Be careful and question this breeder extensively! She should be able to provide proof of testing, not just her word.........


----------



## Elaine_R (Nov 20, 2015)

Thank you! I also thought her website wasn't very informative, but she seemed very willing to talk about her dogs so maybe she'll have the information in person. Would you mind directing me to a thread that covers the questions that should be asked of a potential breeder and what should be shown as proof of health testing?


----------



## N2Mischief (Dec 3, 2012)

http://www.poodleforum.com/5-poodle-talk/33522-buying-puppy-safely-basics.html


----------



## Elaine_R (Nov 20, 2015)

Thank you N2Mischief! I feel silly for missing that, but my phone doesn't show stickies (It's interesting how the mobile version of the site doesn't show the threads that have been marked as extra important, isn't it?).


----------



## Dechi (Aug 22, 2015)

I don't know her but I am not inspired at all by her website. Her dogs look okay, no more. Basically no pictures of her dogs or puppies, no mention of testings. She breeds 3 different breeds, which can sometimes be a red flag.
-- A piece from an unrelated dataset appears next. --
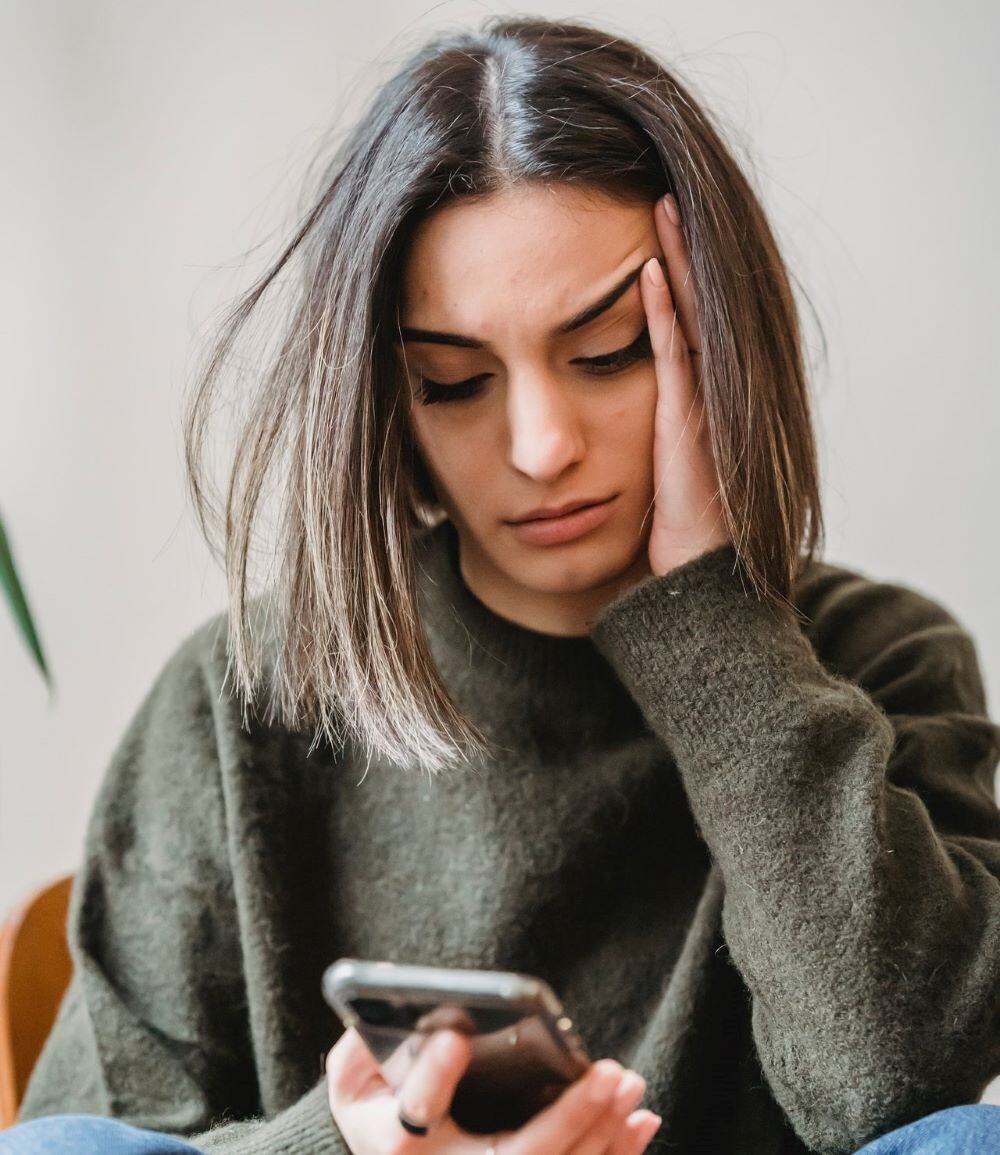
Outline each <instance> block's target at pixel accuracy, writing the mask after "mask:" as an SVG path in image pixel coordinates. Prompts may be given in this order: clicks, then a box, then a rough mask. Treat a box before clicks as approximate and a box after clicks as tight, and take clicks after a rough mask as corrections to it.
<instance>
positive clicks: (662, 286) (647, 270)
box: [645, 256, 666, 289]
I would certainly not be interested in her bases on what I saw on her website. But since you talked to her and had a positive encounter, it might be worth pursuing if you ask the right questions.


----------



## Streetcar (Apr 13, 2014)

Agree with N2Mischief, and while everything may be fine and she health tests and proves her dogs...but caution.
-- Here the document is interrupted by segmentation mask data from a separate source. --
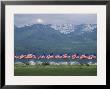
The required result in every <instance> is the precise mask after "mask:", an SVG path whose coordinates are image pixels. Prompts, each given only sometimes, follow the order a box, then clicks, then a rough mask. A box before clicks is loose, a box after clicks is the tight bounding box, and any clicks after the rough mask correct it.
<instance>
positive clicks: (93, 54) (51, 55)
mask: <svg viewBox="0 0 110 89" xmlns="http://www.w3.org/2000/svg"><path fill="white" fill-rule="evenodd" d="M96 58H97V57H96V55H94V54H92V55H88V54H81V55H78V54H72V55H68V54H66V53H65V54H62V55H59V54H57V55H50V54H49V55H33V54H25V55H24V54H21V55H15V59H96Z"/></svg>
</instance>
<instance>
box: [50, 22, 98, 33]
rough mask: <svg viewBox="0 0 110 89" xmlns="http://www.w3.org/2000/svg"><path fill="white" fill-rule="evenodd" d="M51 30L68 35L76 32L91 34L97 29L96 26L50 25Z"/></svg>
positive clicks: (76, 25) (81, 25)
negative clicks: (77, 30) (78, 30)
mask: <svg viewBox="0 0 110 89" xmlns="http://www.w3.org/2000/svg"><path fill="white" fill-rule="evenodd" d="M51 27H52V28H54V29H55V30H58V31H59V32H61V33H63V34H69V33H71V32H74V31H75V32H77V31H76V30H80V33H84V32H93V31H94V30H96V29H97V25H96V24H80V25H74V24H58V25H57V24H52V25H51ZM80 33H79V34H80Z"/></svg>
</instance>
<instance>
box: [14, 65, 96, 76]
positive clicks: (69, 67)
mask: <svg viewBox="0 0 110 89" xmlns="http://www.w3.org/2000/svg"><path fill="white" fill-rule="evenodd" d="M14 75H15V76H96V75H97V66H96V65H89V66H86V65H35V66H32V65H22V66H18V65H15V67H14Z"/></svg>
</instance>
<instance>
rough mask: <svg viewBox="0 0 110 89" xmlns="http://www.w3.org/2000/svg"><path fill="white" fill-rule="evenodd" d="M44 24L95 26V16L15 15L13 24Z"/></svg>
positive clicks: (95, 15) (80, 14) (17, 24)
mask: <svg viewBox="0 0 110 89" xmlns="http://www.w3.org/2000/svg"><path fill="white" fill-rule="evenodd" d="M40 22H45V24H63V23H72V24H96V23H97V15H96V14H15V15H14V24H15V25H17V26H22V25H26V24H34V23H40Z"/></svg>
Breeders who use the word adopt instead of purchase put me off. It's just a personal thing. She may also be trying to establish herself, though I guess it's a little surprising that was not done in one breed before branching out to three.


----------



## zooeysmom (Jan 3, 2014)

I agree, she's probably a newer breeder. I know of most, if not all, the Maltese show breeders, and I haven't heard of her. But if I were you, I would check her out. I honestly don't see any red flags, except breeding 3 breeds--but maybe she only has a few of each. She seems very nice, so go take a look at this teenage pup she is offering. I would jump at the chance to get an older pup if it was well socialized!


----------